On Wed, Dec 06, 2017 at 10:41:23PM +0100, Tom Zander wrote:
> On Wednesday, 6 December 2017 19:28:54 CET Unman wrote:
> > > the main reason the old one is removed seems to be that it
> > > would have had to be reimplemented due to the architecture changes in
> > > 4.0
> 
> > Tom, this is simply not true.
> > If you look at issue #2132
> 
> That issue actually supports the point, to quote.
> > the next-gen manager for Qubes 4.0 (which we need to rewrite anyway
> > because of the changes in the core-ng)
> 
> But your reply is unnecessarily confrontational, it really doesn't matter 
> what the core devs decide on the GUI front as they also state they have an 
> open API.
> 
> As it turns out people are interested in a different GUI experience than the 
> one outlined in the quoted issue.
> 
> It is good to realize that a better GUI will allow a more secure usage.
> 
> > > * Media-management. Hard drives etc. It just barely works today.
> > 
> > Not my experience. There are occasional issues, but generally this seems
> > to work well
> 
> If you use a larger amount of features, stuff starts to fall apart fast, 
> though.
> For instance I added a second drive, attached it to a VM. Noticed that the 
> only thing that happened was the appearance of a strangely named file in 
> /dev/
> As far as I can tell you need to somehow guess which file to use in /dev and 
> then type a 'mount' command to actually access it. That requires CLI 
> interaction...
> 
> And thats just the most simple usecase I can come up with.
> 
> > BUT basic users generally want little more than to load
> > data from USBs/phones and to backup to disk
> 
> How do you rate usecases like having your homedir (private partition) on a 
> second drive on a desktop computer?
> Extremely common setup on desktops when you end up having many gigabytes 
> in your homedir.

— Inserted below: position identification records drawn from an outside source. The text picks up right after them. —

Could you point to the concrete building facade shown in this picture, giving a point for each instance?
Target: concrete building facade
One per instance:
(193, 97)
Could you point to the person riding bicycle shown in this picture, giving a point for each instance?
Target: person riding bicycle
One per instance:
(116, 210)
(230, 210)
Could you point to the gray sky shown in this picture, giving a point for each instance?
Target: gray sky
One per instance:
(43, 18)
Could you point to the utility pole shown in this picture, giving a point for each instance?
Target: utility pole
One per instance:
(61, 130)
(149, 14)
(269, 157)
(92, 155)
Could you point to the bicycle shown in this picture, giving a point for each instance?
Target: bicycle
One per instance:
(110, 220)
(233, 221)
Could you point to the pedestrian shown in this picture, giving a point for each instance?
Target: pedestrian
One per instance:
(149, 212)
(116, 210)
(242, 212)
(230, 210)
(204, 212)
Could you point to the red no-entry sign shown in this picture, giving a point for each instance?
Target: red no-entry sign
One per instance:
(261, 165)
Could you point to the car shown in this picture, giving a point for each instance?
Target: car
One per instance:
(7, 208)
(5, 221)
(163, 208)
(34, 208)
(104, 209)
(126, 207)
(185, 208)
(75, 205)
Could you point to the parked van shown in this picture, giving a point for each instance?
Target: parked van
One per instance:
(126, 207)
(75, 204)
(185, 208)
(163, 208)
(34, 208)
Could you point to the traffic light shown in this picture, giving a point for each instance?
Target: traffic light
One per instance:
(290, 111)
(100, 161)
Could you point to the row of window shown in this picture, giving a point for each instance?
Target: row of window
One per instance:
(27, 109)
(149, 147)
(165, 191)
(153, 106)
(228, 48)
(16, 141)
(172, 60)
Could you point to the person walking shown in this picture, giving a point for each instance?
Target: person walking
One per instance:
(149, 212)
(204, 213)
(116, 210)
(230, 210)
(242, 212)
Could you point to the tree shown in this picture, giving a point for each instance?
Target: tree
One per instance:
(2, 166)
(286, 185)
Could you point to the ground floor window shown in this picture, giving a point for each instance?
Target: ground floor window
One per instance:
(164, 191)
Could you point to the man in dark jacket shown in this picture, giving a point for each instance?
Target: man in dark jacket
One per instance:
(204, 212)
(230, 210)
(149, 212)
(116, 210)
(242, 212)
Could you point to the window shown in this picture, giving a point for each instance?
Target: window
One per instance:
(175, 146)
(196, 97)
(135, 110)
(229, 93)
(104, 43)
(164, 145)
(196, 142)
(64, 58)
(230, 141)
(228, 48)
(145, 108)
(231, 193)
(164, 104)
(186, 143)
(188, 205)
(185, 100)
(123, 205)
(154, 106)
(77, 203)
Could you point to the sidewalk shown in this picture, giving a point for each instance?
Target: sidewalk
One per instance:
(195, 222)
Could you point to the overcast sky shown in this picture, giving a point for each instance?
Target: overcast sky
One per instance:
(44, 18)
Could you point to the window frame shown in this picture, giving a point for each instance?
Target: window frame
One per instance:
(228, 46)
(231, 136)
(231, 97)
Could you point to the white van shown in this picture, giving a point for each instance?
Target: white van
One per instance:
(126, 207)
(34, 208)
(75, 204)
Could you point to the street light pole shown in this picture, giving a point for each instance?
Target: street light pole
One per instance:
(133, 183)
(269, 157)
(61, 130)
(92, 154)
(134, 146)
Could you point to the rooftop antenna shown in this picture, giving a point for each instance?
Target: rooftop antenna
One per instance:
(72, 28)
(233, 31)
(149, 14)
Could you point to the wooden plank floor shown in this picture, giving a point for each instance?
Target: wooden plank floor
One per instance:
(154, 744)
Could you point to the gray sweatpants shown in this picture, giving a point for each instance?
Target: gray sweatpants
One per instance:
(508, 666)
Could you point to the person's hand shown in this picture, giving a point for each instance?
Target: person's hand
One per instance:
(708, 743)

A multi-TB spinning disk costs a fraction of an ssd.
> 
> How about the usecase of auto-attaching and auto-mounting several drives on 
> a specific VM startup, every time it starts.
> For instance a read-only (aka CDRom or Loopback) mountpoint in your homedir 
> of firefox settings shared between some of the VMs.
> -- 
> Tom Zander
> Blog: https://zander.github.io
> Vlog: https://vimeo.com/channels/tomscryptochannel

Hi Tom

I'm sorry if you found my reply confrontational - I was just pointing
out that your assertion was false, and that it was a design decision to
remove the manager in it's 3.2 form.

Of course, if people want a GUI manager they can produce one - equally
people who don't want one can use command line tools or scripts to
provide the functionality they want.

On your "simple usecase" I'm just baffled - in both nautilus and
dolphin, when you attach USB devices to a qube, they appear in the file
manager and can be mounted simply by double clicking the device. No
command line, no looking in /dev (although the location isn't THAT hard
to find). Is this not your experience? 

On the "homedir" on a second drive issue, I've done this for some users.
I've even talked someone through it on the phone. Should there be a GUI
for that? Really?

Don't misunderstand me - I understand that some users are dismayed at
the loss of the manager. I hardly used it, so the loss means nothing to
me. Few of the users I work with use it much, so the loss won't mean
much to them. But some people want something like it in 4, and it's
probably worth spending a little time on it, if only so that folk can
see the state of all their qubes in one window.